- 21 Dec 2015 8:00 AM
After House Speaker Laszló Kövér sparked a passionate debate with his speech about women’s role in society, Ákos Kovács, a pop singer who is a long time Fidesz supporter said “women’s mission was to belong to someone and bear children for him, rather than wanting to make more money than men.”
Magyar Telekom immediately terminated its sponsoring agreement with Ákos. The decision was described by Mr János Lázár, the Minister in charge of the Prime Minister’s office as an act of “opinion dictatorship” and the government decided to scrap its mobile internet contracts with Telekom. The decision provoked a flurry of furious comments on both online and printed and broadcast media.
On HVG online, Árpád W Tóta pokes fun at the claim that Telekom was exercising “opinion dictatorship.” He for one, he writes, has never bought a single ticket to attend Ákos’s concerts and nobody in their right mind would accuse him of wanting to impose his opinions on Ákos as a result. He calls the government’s reaction an expression of red neck mentality.
On Index, János Haász likens the matter to an exchange of punches between thugs. He believes that further punches may follow and Telekom Hungary could well force the government to pay the sum of the cancelled contracts if it took the case to court.
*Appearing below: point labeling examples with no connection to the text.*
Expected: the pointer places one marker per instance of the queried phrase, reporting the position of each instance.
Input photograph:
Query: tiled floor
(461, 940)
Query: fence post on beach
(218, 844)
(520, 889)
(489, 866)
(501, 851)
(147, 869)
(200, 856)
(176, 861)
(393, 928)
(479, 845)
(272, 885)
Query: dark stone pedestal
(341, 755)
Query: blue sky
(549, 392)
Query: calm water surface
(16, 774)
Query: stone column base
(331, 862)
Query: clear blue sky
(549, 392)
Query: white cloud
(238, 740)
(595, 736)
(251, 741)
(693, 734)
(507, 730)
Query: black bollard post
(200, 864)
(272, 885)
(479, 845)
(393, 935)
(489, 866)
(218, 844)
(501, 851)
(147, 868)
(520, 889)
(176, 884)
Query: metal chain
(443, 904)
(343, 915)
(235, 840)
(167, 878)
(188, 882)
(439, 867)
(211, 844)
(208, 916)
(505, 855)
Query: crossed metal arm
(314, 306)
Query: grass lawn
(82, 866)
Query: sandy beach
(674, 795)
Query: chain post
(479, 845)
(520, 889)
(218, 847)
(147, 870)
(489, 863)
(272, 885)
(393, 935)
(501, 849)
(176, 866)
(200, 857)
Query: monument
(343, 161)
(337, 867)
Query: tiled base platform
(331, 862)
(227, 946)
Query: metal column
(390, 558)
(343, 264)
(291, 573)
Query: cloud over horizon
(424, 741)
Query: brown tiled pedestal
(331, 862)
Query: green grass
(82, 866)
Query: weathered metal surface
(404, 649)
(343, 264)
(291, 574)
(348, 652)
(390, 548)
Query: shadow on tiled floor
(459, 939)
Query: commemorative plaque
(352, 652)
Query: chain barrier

He also mentions a potential “German counterpunch” which could be even more painful than those delivered so far.
”Je suis Ákos,” MEP László Surján writes on his Facebook page.
The Christian Democrat politician agrees with the government in considering that Telekom intends to impose its own opinion on other people. He admits that everyone is free to disagree with Mr Kövér and Ákos who both happen to believe that becoming mothers is one of the most important and finest things in women’s lives. But he objects to attempts to exercise “opinion terror”.